かつては、パリ大学で英名をとどろかせた学僧だったが、おちぶれて今や片田舎の弁護士。
これが、ひょんな事から王妃の弁護をすることになり、圧倒的な劣勢から、その冴え渡る知性と現場で磨いた凄腕で、裁判をひっくり返そうとする、法廷サスペンスだ。

「インテリは権力に屈してはならない」と、息巻いていた学生時代のように、敢然と国王とその手下たちに楯突く主人公。
「新しい弁護士は、俺だ」と、傍聴席から立ち上がり、後輩である学生達の喝采を受けて弁護席に立ってからは、まさに痛快。

どうすれば、キリスト教の法にてらした「無効」をはねのけられるのか?

専門知識を駆使し、場の空気をつかむ駆け引き。
そして、教会裁判で使われるラテン語で緻密に検事側を追い詰めつつ、記録には残らないフランス語で、「美人じゃないから、やらなかったなんて、どう考えてもインポ野郎の言い訳じゃねえか」と、傍聴席の民衆を沸かす。傍聴席は爆笑しながら、下品な野次で応えてくれる。
検事側はますますうろたえる。
ここらへん、実にエネルギッシュで面白い。

そして。
キリスト教において、夫婦とは、結婚とは、セックスとは?
若かりし青春の日に、最愛の女を失った主人公の考える、考え続けてきた、男とは?女とは?愛とは・・・?

解説にもあるが、登場する2人の女性の描写がこれまたステキ。
主人公の昔の恋人、ベリンダ。美人でおしゃべりで愛らしく、生命感にあふれている。
かたや、王妃。醜女と呼ばれるが、濃い色の地味な服に頭巾をかぶって、印象は暗いが、孤立無援の中、穏やかにしかし頑なに離婚を認めない、高貴な凛とした強さ、そしてその中にひそむ弱さが、後半には愛らしく描かれ、どちらも魅力的。

ローマ人の物語」、「ガリア戦記」、とカエサルのガリア遠征モノを読んだので、続けてもう1冊。
西洋歴史モノに強い佐藤賢一の「カエサルを撃て」を、再読。

私の中での佐藤賢一の傑作「カルチェ・ラタン」と「王妃の離婚」に比べれば、物足りない感がある小説だが、「ローマ人の物語」「ガリア戦記」はカエサル(ローマ)側からの視点なのに対し、この本はガリア側からのハナシなので、視点が変わって面白い。

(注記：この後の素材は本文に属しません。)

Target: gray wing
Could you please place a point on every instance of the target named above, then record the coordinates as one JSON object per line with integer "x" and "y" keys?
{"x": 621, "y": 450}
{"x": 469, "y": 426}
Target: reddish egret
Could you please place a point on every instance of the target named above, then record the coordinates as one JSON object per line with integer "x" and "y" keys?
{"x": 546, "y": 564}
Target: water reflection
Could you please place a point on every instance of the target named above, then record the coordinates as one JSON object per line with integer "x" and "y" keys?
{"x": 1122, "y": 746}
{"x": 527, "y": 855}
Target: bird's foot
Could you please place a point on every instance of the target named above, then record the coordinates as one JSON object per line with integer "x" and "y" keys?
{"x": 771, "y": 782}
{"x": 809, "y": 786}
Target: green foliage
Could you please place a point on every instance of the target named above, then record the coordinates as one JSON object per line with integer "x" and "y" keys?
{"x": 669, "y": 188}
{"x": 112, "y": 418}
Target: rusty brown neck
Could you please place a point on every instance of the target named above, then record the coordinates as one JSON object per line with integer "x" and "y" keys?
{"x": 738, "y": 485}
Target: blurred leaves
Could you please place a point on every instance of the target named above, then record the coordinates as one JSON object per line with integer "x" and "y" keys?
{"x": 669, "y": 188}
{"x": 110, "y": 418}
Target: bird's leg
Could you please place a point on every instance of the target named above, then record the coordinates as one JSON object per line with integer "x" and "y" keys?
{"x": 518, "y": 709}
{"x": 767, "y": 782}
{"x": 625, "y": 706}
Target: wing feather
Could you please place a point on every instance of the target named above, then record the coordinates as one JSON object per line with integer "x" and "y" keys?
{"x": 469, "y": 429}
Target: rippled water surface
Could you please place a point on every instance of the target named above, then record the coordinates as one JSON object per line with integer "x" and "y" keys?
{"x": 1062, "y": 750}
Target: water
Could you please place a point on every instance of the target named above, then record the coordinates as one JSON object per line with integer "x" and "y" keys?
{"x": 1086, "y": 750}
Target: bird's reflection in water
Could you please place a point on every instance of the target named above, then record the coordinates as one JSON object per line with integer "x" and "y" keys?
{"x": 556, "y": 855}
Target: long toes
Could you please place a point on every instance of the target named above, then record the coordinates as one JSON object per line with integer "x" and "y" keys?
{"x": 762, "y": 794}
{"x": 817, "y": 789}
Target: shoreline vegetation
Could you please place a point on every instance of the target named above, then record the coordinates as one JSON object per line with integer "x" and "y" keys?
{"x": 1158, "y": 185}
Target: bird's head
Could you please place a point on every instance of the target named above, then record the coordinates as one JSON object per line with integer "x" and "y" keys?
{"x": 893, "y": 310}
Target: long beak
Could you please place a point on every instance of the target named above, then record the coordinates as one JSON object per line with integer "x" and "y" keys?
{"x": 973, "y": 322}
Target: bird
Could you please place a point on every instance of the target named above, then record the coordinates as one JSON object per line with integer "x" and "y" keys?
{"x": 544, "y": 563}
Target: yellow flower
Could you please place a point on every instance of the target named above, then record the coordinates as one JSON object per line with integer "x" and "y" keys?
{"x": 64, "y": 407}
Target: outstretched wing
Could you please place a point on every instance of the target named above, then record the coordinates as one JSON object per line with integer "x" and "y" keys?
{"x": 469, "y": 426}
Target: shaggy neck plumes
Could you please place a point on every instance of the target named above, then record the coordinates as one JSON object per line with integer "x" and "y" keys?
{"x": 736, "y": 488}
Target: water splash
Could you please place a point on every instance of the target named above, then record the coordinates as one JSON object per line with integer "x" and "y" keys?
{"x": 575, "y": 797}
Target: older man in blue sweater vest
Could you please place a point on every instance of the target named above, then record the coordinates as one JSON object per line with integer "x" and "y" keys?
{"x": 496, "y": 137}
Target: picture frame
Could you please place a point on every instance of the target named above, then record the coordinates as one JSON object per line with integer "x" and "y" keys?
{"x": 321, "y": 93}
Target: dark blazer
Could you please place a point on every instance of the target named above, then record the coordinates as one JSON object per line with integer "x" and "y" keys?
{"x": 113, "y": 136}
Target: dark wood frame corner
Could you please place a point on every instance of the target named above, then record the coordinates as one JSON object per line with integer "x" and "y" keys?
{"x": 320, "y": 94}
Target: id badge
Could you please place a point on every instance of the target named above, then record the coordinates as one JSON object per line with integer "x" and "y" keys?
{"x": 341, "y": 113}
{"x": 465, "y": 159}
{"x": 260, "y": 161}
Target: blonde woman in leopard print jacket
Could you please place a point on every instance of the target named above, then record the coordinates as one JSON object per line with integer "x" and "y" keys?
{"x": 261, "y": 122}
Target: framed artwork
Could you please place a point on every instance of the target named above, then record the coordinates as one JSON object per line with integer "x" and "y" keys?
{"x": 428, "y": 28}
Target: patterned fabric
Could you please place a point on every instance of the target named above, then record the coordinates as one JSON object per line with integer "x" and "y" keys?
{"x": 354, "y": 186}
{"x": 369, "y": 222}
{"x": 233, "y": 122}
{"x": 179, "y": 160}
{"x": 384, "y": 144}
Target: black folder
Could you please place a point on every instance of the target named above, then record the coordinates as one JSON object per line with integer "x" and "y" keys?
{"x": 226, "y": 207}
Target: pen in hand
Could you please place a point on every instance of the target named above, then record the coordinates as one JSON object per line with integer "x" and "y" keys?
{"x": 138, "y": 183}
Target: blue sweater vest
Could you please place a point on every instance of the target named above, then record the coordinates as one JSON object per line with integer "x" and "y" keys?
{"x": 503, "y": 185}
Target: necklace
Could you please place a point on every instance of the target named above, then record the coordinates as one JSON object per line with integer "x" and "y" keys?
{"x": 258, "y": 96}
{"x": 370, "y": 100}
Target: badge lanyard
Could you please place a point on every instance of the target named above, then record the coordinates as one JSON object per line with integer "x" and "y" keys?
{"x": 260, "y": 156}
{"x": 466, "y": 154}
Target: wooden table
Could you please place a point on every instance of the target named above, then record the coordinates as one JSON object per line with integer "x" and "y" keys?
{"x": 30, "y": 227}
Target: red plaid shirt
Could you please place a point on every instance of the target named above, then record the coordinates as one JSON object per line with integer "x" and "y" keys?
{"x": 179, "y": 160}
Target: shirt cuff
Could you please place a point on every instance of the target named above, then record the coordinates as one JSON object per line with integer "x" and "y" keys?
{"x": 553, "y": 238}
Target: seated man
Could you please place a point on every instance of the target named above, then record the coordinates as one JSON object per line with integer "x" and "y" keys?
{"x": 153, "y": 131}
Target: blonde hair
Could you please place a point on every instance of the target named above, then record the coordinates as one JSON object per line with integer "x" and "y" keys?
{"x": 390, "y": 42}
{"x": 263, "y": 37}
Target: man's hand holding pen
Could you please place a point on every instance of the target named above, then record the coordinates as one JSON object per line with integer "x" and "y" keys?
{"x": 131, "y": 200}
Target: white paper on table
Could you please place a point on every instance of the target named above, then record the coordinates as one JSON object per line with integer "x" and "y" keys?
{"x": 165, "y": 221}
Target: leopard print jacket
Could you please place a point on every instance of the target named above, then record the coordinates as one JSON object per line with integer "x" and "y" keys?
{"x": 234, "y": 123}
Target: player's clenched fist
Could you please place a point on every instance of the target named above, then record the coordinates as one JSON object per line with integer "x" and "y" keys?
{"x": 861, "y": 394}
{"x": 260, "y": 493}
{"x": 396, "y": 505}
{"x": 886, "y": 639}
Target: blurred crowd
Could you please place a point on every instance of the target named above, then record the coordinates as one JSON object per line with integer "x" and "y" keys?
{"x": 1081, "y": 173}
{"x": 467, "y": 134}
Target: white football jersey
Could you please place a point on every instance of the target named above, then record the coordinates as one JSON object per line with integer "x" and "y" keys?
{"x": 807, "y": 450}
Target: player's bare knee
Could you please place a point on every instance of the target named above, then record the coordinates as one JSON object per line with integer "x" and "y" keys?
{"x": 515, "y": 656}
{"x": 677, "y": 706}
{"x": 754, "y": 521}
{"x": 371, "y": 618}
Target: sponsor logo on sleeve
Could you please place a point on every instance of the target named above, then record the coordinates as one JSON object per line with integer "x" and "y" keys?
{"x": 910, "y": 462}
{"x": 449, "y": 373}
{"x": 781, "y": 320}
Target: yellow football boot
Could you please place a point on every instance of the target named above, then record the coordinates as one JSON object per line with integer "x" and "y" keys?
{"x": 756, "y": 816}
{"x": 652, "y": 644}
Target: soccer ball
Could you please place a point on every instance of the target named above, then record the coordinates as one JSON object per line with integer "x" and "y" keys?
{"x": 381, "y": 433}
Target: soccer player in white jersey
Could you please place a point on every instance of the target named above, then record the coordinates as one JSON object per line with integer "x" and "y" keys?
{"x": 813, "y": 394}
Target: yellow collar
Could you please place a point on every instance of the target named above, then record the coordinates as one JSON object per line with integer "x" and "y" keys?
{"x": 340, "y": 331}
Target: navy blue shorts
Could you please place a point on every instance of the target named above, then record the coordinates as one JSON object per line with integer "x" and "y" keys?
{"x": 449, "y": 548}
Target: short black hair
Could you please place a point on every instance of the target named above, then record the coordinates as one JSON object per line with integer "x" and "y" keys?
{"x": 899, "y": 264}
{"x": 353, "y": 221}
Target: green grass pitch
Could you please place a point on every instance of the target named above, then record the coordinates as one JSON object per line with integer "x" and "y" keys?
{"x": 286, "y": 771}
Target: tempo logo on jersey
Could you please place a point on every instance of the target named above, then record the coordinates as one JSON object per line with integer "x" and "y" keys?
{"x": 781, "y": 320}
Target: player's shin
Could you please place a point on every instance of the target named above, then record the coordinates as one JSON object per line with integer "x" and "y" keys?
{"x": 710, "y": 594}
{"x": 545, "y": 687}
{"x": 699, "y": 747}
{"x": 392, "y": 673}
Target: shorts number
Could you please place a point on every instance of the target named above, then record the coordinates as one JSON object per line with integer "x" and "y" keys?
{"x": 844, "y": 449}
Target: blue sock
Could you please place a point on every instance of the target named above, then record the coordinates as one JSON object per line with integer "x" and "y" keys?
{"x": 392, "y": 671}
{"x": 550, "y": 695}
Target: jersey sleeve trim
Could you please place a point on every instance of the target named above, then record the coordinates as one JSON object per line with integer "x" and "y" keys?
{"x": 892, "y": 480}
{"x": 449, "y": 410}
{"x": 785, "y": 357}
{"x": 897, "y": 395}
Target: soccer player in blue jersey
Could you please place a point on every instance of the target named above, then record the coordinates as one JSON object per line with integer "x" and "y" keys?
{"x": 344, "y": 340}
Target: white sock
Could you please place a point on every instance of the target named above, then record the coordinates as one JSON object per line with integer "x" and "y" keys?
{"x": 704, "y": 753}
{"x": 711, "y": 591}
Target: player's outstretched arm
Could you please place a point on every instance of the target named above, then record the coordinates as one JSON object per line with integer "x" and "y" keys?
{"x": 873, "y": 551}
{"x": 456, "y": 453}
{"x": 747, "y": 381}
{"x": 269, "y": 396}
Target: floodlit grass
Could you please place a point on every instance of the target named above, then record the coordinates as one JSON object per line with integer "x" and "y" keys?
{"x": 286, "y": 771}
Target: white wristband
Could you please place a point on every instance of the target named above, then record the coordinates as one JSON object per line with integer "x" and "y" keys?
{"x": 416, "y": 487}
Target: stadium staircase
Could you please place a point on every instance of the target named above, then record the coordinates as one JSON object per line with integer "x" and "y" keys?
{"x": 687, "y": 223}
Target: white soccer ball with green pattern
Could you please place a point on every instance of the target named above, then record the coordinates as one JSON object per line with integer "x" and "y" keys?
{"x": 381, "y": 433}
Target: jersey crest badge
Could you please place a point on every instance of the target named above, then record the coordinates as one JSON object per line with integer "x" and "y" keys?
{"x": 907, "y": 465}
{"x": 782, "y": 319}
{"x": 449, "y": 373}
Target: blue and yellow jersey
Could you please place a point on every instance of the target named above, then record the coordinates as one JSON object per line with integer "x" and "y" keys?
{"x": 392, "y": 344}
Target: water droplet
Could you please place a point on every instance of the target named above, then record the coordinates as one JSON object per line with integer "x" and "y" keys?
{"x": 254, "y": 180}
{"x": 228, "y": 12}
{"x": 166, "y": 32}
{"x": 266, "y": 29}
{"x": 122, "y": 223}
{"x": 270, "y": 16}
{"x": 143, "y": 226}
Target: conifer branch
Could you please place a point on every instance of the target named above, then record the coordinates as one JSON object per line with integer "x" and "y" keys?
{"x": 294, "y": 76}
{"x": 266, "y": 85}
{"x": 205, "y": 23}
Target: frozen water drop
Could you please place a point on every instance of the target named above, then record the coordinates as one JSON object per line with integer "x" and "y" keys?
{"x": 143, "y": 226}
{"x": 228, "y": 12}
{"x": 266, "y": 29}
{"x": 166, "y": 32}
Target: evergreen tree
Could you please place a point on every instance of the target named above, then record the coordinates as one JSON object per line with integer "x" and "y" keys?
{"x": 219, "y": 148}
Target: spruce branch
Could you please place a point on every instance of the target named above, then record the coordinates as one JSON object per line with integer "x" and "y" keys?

カエサルのガリア遠征の最後を飾る決戦の相手、ウェルキンゲトリクスが主人公。
まとまることが苦手なガリアのほぼ全部族を、逆らう者を厳罰に処すという苛烈な方法でまとめあげてカエサルに立ち向かった美しい若者。

この本ではカエサルは、若い頃の情熱を失い、上手に生きてくだらない地位を守ろうとする、ダメなハゲ親父として描かれている。(ローマ人の物語とはエラい違い・・・)
何にでも気をつかってしまうお人よしの自分とは対照的に、全ガリア統一という目標に向かって、どんな残酷なことでもでき、自分を貫ける敵将の若者を、カエサルは美しい、と思う。
そして、自分がダメな男になっていた事を、認める。
認め、再生する。
佐藤賢一は、中年男の再生物語を書くのがうまい。これもその1つ、実は主人公はカエサルの方なのでは。

「」でくくられない部分にも登場人物たちのセリフがずらずらと続き、それが独特の文体になっているのが私は割と好きだが、好みは分かれるかもしれない。